Lundi matin. Le mois est celui de juillet qu’août bascule pour qu’il tire à sa fin. Humidité insoutenable. Vacances d’été. Cahiers d’été que je finis fissa pour me retrouver avec mes dix doigts qui s’étaient mis à tourner compulsivement les pages d’un roman que je lis à l’insu de mes parents et qui a pour titre Nana de Zola. Je n’ai que douze ans.

Lézarder au soleil en prêtant l’oreille aux vagues dociles qui viennent laper douillettement le sable déjà humide n’est nullement, pour moi, une jouissance en soi. J’aime la mer quand elle est houleuse, quand elle boude et râle, quand elle dépose à mes pieds, comme devant un roi conquérant, des coquillages; quand elle dégorge de ses abysses ses varechs muqueux qui entravent mes avancées dans la grande bleue.

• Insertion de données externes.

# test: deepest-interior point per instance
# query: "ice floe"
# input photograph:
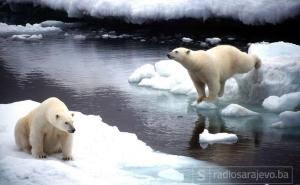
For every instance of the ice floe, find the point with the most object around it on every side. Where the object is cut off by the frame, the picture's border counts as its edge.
(101, 153)
(213, 41)
(27, 37)
(286, 102)
(206, 138)
(278, 75)
(236, 110)
(6, 29)
(288, 119)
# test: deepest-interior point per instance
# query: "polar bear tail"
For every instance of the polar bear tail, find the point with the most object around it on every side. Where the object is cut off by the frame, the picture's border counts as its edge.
(257, 62)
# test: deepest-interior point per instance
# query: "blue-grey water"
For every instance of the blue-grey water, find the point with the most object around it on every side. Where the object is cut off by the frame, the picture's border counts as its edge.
(91, 76)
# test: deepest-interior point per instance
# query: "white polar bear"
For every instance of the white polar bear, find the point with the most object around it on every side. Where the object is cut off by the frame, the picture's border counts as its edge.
(213, 67)
(46, 129)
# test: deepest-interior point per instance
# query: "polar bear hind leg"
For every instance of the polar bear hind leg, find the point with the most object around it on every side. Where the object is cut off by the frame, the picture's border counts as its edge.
(22, 135)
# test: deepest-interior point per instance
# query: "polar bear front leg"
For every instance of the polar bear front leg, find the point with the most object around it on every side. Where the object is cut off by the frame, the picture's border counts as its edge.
(67, 143)
(221, 92)
(36, 141)
(200, 87)
(214, 89)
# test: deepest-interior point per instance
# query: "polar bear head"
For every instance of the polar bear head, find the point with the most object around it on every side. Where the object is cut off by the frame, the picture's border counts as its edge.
(179, 54)
(64, 121)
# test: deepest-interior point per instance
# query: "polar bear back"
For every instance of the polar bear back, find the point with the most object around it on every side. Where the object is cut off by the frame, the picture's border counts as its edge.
(230, 60)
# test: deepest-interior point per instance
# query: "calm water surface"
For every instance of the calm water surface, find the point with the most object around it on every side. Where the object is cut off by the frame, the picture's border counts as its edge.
(91, 76)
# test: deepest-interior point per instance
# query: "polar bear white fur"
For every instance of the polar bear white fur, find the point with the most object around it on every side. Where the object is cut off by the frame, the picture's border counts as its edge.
(213, 67)
(46, 129)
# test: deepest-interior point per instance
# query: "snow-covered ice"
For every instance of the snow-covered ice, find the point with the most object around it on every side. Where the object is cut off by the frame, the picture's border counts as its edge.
(288, 119)
(171, 174)
(6, 29)
(27, 37)
(204, 105)
(136, 11)
(101, 154)
(186, 39)
(286, 102)
(237, 110)
(164, 75)
(213, 41)
(206, 138)
(79, 37)
(54, 23)
(278, 75)
(145, 71)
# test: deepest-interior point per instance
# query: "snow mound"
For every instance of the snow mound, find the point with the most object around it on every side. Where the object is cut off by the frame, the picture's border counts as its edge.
(288, 119)
(79, 37)
(171, 174)
(213, 41)
(53, 23)
(286, 102)
(6, 29)
(237, 110)
(164, 75)
(278, 75)
(186, 39)
(206, 138)
(101, 153)
(136, 11)
(27, 37)
(145, 71)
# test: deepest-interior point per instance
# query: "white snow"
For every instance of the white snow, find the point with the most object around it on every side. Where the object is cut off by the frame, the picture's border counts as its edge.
(206, 138)
(6, 29)
(186, 39)
(237, 110)
(136, 11)
(79, 37)
(288, 119)
(286, 102)
(164, 75)
(53, 23)
(171, 174)
(101, 154)
(145, 71)
(278, 75)
(213, 41)
(204, 105)
(27, 37)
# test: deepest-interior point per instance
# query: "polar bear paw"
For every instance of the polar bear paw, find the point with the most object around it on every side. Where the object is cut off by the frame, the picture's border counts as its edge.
(68, 158)
(40, 155)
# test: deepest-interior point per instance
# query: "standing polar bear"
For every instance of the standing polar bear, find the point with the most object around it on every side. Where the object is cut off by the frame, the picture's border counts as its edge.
(213, 67)
(46, 129)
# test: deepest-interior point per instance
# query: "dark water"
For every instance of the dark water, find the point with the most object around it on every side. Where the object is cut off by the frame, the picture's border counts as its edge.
(91, 76)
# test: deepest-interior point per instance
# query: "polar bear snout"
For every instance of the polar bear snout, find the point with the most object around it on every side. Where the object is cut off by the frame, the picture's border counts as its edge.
(170, 56)
(71, 129)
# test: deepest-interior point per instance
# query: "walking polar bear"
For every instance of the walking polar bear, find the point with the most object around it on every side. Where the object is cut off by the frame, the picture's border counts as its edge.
(213, 67)
(46, 129)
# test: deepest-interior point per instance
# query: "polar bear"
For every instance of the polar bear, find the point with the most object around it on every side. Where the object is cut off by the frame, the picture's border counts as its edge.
(46, 129)
(213, 67)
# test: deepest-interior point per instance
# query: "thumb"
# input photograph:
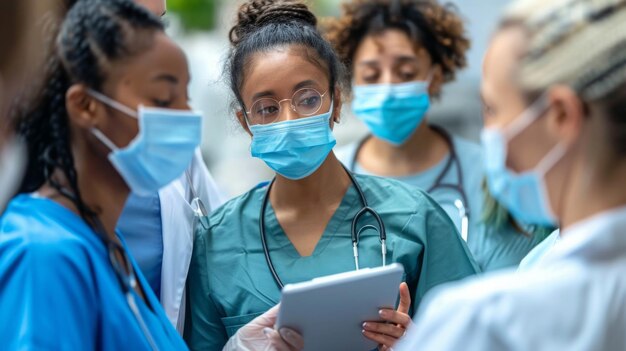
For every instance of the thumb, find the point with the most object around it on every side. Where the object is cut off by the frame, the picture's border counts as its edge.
(405, 298)
(268, 319)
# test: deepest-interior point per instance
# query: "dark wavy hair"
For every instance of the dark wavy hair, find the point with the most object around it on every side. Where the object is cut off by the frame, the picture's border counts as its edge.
(263, 25)
(436, 27)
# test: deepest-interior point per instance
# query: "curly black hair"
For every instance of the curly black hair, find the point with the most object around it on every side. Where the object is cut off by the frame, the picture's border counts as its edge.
(266, 24)
(94, 34)
(438, 28)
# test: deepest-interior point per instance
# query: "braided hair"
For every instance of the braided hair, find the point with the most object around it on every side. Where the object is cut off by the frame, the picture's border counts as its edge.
(263, 25)
(94, 35)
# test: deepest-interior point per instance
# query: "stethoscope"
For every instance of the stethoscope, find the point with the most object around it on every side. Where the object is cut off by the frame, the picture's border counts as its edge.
(355, 234)
(461, 203)
(125, 273)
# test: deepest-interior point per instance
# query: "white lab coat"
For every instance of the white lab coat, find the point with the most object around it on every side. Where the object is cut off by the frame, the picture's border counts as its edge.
(177, 218)
(574, 299)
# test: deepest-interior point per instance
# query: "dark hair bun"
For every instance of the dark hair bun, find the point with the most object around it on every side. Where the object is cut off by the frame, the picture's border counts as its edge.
(255, 14)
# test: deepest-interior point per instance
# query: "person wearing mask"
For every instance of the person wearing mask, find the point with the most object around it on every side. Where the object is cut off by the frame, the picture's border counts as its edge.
(287, 83)
(400, 54)
(95, 131)
(158, 226)
(554, 89)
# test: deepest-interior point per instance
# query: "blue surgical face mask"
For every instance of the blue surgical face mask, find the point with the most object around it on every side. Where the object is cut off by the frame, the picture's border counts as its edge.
(524, 194)
(392, 112)
(161, 151)
(295, 148)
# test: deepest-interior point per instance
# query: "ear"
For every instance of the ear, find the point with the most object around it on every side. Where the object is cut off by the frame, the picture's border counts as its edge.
(242, 120)
(436, 80)
(82, 109)
(337, 104)
(566, 115)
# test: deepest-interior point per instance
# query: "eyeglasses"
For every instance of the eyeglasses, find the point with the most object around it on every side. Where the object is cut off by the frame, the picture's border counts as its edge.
(305, 102)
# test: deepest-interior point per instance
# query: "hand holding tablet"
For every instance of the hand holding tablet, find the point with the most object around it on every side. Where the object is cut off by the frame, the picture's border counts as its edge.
(330, 312)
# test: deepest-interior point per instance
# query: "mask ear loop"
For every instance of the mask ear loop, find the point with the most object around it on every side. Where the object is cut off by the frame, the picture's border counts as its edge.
(531, 114)
(112, 103)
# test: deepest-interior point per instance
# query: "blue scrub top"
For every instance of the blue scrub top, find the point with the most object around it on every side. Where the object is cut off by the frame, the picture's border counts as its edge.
(492, 248)
(230, 283)
(58, 290)
(140, 225)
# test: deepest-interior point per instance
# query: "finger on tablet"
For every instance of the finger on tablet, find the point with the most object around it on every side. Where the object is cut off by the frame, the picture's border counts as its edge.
(381, 339)
(292, 338)
(402, 319)
(392, 330)
(405, 298)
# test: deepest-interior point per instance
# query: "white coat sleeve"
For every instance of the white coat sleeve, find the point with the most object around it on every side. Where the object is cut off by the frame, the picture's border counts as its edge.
(205, 185)
(461, 316)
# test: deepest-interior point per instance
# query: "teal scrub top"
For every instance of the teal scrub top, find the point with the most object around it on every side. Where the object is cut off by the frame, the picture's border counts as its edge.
(58, 290)
(492, 248)
(229, 281)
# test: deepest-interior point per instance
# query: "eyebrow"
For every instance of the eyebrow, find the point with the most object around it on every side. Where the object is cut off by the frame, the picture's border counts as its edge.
(303, 84)
(166, 77)
(396, 59)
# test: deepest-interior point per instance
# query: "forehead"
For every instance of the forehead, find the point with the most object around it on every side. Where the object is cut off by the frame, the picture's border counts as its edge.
(280, 69)
(392, 42)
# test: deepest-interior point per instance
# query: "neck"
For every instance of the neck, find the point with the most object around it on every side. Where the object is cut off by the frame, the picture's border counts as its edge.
(424, 149)
(594, 192)
(326, 186)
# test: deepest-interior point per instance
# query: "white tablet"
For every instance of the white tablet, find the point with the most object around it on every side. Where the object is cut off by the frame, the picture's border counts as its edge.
(329, 311)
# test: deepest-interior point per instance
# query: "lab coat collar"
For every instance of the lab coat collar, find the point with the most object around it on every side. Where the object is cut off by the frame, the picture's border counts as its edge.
(599, 238)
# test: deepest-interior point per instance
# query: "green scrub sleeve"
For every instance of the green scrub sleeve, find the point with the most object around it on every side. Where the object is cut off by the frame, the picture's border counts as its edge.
(203, 327)
(445, 257)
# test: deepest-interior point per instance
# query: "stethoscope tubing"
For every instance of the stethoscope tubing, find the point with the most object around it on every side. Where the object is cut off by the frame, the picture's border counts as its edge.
(438, 184)
(355, 235)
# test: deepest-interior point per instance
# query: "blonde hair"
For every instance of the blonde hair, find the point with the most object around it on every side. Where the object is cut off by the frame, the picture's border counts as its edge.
(579, 43)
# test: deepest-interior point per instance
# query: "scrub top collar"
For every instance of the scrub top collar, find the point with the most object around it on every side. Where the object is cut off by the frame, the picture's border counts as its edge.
(342, 213)
(600, 237)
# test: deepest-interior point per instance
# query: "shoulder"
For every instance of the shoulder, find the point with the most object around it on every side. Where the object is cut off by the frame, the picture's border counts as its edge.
(386, 191)
(466, 146)
(346, 153)
(239, 208)
(41, 233)
(499, 298)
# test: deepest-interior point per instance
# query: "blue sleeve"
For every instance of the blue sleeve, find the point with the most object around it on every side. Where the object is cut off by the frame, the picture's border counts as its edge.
(47, 297)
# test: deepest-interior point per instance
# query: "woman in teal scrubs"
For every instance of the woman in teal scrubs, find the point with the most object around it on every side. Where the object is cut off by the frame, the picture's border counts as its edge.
(68, 282)
(287, 80)
(399, 55)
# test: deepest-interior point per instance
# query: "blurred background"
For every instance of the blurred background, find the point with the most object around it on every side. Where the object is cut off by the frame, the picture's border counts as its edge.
(201, 28)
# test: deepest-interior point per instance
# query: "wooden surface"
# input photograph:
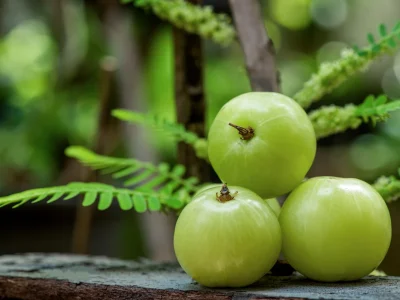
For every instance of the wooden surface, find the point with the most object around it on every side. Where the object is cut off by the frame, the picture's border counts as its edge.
(258, 49)
(190, 103)
(55, 276)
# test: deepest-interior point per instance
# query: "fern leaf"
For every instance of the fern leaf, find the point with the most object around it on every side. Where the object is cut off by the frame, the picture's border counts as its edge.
(175, 130)
(330, 75)
(143, 176)
(139, 203)
(388, 187)
(195, 19)
(127, 199)
(105, 200)
(89, 199)
(332, 119)
(154, 204)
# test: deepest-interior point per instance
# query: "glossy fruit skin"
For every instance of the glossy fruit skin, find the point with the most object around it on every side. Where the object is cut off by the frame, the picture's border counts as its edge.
(231, 244)
(272, 202)
(335, 229)
(275, 206)
(279, 155)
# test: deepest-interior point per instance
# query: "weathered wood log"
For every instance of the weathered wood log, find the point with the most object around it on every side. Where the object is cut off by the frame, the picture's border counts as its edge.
(57, 276)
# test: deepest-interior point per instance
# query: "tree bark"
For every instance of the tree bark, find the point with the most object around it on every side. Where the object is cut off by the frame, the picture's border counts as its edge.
(189, 97)
(257, 47)
(53, 276)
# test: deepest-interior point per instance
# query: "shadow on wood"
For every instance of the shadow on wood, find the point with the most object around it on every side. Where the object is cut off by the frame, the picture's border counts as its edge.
(57, 276)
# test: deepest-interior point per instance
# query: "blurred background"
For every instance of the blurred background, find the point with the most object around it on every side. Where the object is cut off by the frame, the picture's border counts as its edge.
(57, 56)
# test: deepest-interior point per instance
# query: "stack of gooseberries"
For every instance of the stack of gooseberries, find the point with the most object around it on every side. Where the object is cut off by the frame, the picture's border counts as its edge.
(329, 229)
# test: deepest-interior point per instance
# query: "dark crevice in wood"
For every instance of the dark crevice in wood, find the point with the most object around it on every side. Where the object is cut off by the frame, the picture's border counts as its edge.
(189, 97)
(258, 49)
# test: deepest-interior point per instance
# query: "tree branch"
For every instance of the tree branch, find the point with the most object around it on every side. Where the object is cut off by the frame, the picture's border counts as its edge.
(189, 97)
(257, 46)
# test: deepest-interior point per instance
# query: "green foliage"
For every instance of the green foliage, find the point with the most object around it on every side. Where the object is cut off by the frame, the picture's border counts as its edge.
(387, 41)
(332, 74)
(333, 119)
(127, 199)
(192, 18)
(388, 187)
(143, 176)
(175, 130)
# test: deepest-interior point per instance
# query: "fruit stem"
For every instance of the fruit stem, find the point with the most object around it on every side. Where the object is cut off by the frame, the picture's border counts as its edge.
(225, 194)
(246, 133)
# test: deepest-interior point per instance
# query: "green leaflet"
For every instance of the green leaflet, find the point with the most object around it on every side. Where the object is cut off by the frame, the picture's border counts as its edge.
(142, 175)
(332, 119)
(195, 19)
(330, 75)
(127, 199)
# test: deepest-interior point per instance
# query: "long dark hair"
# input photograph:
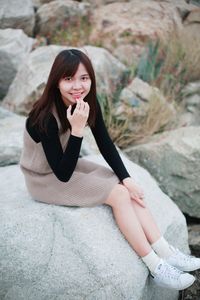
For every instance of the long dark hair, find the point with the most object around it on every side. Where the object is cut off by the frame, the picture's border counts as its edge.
(65, 64)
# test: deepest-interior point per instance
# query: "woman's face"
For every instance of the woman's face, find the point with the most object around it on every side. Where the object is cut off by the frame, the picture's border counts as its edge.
(75, 88)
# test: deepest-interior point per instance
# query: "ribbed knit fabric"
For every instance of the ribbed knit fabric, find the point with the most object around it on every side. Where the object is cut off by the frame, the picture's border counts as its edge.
(151, 260)
(89, 185)
(162, 248)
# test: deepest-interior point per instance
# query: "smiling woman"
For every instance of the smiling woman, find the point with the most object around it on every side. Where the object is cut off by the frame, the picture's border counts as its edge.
(75, 88)
(54, 172)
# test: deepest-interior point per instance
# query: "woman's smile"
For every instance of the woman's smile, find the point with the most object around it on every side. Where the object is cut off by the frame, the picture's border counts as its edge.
(76, 87)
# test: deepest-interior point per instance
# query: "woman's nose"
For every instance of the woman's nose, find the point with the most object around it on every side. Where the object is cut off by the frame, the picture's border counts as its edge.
(77, 84)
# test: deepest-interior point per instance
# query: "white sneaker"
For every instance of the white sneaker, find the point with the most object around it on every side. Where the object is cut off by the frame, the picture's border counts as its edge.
(183, 261)
(169, 277)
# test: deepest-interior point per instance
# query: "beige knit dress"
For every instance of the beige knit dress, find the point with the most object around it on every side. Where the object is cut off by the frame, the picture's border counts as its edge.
(89, 185)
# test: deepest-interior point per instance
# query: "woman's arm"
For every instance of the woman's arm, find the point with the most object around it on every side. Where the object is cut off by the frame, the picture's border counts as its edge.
(111, 155)
(62, 163)
(106, 146)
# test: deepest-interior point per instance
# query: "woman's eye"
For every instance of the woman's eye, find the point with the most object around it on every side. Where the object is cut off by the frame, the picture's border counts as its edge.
(85, 78)
(67, 78)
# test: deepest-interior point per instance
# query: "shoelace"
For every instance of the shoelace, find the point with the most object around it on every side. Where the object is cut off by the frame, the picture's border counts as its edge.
(169, 272)
(185, 257)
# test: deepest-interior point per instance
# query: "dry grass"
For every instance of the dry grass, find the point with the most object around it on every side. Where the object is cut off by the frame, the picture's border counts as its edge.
(181, 57)
(122, 127)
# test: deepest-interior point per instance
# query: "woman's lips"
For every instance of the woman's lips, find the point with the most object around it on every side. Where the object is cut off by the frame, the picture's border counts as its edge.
(77, 95)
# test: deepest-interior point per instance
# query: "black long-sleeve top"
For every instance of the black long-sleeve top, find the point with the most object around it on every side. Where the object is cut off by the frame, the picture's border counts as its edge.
(63, 163)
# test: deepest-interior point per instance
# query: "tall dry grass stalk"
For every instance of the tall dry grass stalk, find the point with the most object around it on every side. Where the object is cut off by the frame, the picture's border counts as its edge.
(124, 129)
(181, 57)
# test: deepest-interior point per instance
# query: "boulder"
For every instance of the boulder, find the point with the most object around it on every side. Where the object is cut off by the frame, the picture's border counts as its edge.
(133, 23)
(34, 71)
(11, 137)
(14, 47)
(56, 252)
(60, 14)
(17, 14)
(109, 72)
(173, 158)
(191, 101)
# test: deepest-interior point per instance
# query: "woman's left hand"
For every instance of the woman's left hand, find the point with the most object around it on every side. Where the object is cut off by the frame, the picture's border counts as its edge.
(135, 191)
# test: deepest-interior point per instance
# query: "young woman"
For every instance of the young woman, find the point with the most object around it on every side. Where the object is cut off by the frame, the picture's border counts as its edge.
(55, 174)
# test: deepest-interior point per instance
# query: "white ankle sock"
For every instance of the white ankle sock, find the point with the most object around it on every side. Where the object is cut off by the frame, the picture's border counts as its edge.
(151, 260)
(162, 248)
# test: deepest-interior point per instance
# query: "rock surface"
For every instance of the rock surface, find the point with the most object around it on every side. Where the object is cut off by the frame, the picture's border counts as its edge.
(173, 158)
(20, 97)
(59, 252)
(11, 137)
(60, 14)
(14, 48)
(133, 23)
(17, 14)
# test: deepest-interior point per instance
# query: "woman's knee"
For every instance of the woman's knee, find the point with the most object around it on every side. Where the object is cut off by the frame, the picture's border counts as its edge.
(119, 195)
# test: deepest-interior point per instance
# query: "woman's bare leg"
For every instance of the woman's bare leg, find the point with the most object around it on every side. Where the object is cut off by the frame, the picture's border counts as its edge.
(147, 222)
(127, 220)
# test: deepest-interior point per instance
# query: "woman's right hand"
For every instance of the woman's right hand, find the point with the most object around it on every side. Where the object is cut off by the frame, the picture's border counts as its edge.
(78, 118)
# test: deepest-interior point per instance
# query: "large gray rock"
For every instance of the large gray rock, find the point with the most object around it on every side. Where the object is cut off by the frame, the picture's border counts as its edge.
(60, 14)
(34, 72)
(17, 14)
(11, 137)
(56, 252)
(173, 158)
(14, 47)
(147, 102)
(133, 23)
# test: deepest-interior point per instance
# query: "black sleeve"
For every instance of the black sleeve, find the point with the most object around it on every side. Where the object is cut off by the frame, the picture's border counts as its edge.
(62, 163)
(106, 146)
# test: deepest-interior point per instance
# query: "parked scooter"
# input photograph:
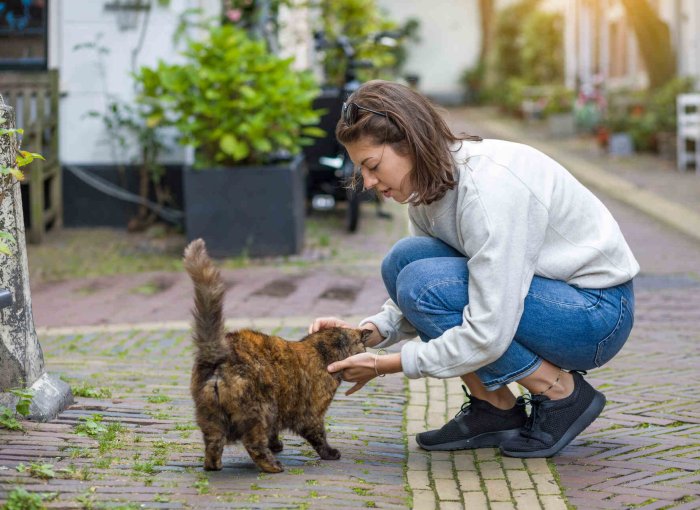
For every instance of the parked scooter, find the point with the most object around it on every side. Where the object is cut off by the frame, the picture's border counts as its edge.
(330, 167)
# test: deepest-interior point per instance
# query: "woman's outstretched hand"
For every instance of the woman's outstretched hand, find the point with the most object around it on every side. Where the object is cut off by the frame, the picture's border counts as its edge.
(362, 368)
(358, 369)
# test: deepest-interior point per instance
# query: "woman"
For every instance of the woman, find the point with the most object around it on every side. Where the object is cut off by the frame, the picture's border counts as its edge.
(514, 272)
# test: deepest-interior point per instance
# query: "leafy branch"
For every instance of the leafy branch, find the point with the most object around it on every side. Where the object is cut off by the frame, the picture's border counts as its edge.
(10, 174)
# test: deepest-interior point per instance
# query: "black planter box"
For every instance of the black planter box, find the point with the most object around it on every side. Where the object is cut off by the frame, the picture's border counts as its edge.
(248, 210)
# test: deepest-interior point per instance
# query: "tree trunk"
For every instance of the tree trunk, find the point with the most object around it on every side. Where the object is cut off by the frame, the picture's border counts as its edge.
(654, 41)
(21, 359)
(486, 15)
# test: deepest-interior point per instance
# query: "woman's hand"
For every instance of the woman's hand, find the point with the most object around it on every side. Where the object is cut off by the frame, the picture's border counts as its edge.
(362, 368)
(328, 322)
(358, 369)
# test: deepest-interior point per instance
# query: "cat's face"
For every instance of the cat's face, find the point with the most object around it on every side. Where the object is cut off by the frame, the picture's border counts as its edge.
(357, 340)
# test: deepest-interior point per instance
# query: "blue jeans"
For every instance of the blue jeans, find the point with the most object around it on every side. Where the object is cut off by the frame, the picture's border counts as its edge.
(572, 328)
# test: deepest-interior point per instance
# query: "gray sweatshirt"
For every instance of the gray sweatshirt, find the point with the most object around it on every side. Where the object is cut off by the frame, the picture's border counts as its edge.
(514, 213)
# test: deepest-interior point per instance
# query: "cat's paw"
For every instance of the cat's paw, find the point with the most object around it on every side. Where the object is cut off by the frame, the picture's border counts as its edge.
(330, 454)
(276, 445)
(213, 465)
(271, 467)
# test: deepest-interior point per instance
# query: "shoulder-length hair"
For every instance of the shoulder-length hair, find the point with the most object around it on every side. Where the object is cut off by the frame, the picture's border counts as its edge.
(412, 127)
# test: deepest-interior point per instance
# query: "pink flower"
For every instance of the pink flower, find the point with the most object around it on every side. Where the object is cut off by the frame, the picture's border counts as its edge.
(234, 15)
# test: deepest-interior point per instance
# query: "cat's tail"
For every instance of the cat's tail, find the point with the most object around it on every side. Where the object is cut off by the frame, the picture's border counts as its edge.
(208, 327)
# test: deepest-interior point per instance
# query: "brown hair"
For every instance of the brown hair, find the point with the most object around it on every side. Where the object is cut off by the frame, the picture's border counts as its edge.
(414, 128)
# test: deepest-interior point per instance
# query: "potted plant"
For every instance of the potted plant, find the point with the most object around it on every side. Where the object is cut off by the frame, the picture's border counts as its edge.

Je tourne en rond, moi qui suis la quadrature du cercle en famille. Je fais l’ours en cage que ma mère tente de dompter en m’assignant des tâches insipides. Elle négocie du haut de son balcon avec le marchand ambulant le prix des courgettes, concombres, tomates, pommes de terre. Je déroule vite le panier en osier dans lequel le démarcheur déposera la marchandise. "À mon bon lait bien chaud! Qui veut mon bon lait!" Du coup, on sonne à la porte. J’y accours. J’ouvre la lourde. Je crie: " Maman, c’est le laitier." Je lui souris. Il m’en renvoie un genre pleine lune. Sourire lactescent à l’image de son lait cru entier. Il me batifole les cheveux. Il était aussi jovial que coutume. "Ça va jeune homme? Ta maman est à la maison?" Il transbahute un très beau bidon de lait en laiton (j’aime la musicalité de cette phrase. Relisez-la). Ma mère s’amène aussitôt avec une casserole qu’elle porte à bout de bras, comme si l’occasion était celle d’une offrande. Le laitier dépose son bidon et dégaine sa mesure de lait de sa ceinture qu’il plonge avec dextérité dans le bidon. La cascade opaline choit dans la casserole formant des bulles qui éclatent aussi rapidement que celles d’un savon. Je ris. "Ça t’amuse, n’est-ce pas!", me dit ma mère avec dans la voix un rire qui se retient. "Oui, beaucoup. Il est beau le lait. Et le monsieur est gentil." Le laitier, obéissant à je ne sais quel ordre divin me remet la mesure pour m’inviter à prendre la relève. Je suis estomaqué par ce retournement de scène. Je plonge la mesure dans le bidon et je déverse lentement la substance blanchâtre dans la casserole rien que pour éterniser ce moment devant mes yeux ébahis. "Cela fait deux litres, annonce le laitier." Il empoche l’oseille que ma mère lui tend. Je lui demande: "Qu’est-ce que vous faites du lait non vendu, tourné ou suri?" "On le transforme en beurre, fromage ou crème", me répond-il.

Curiosité assouvie. L’âge des découvertes est à son paroxysme.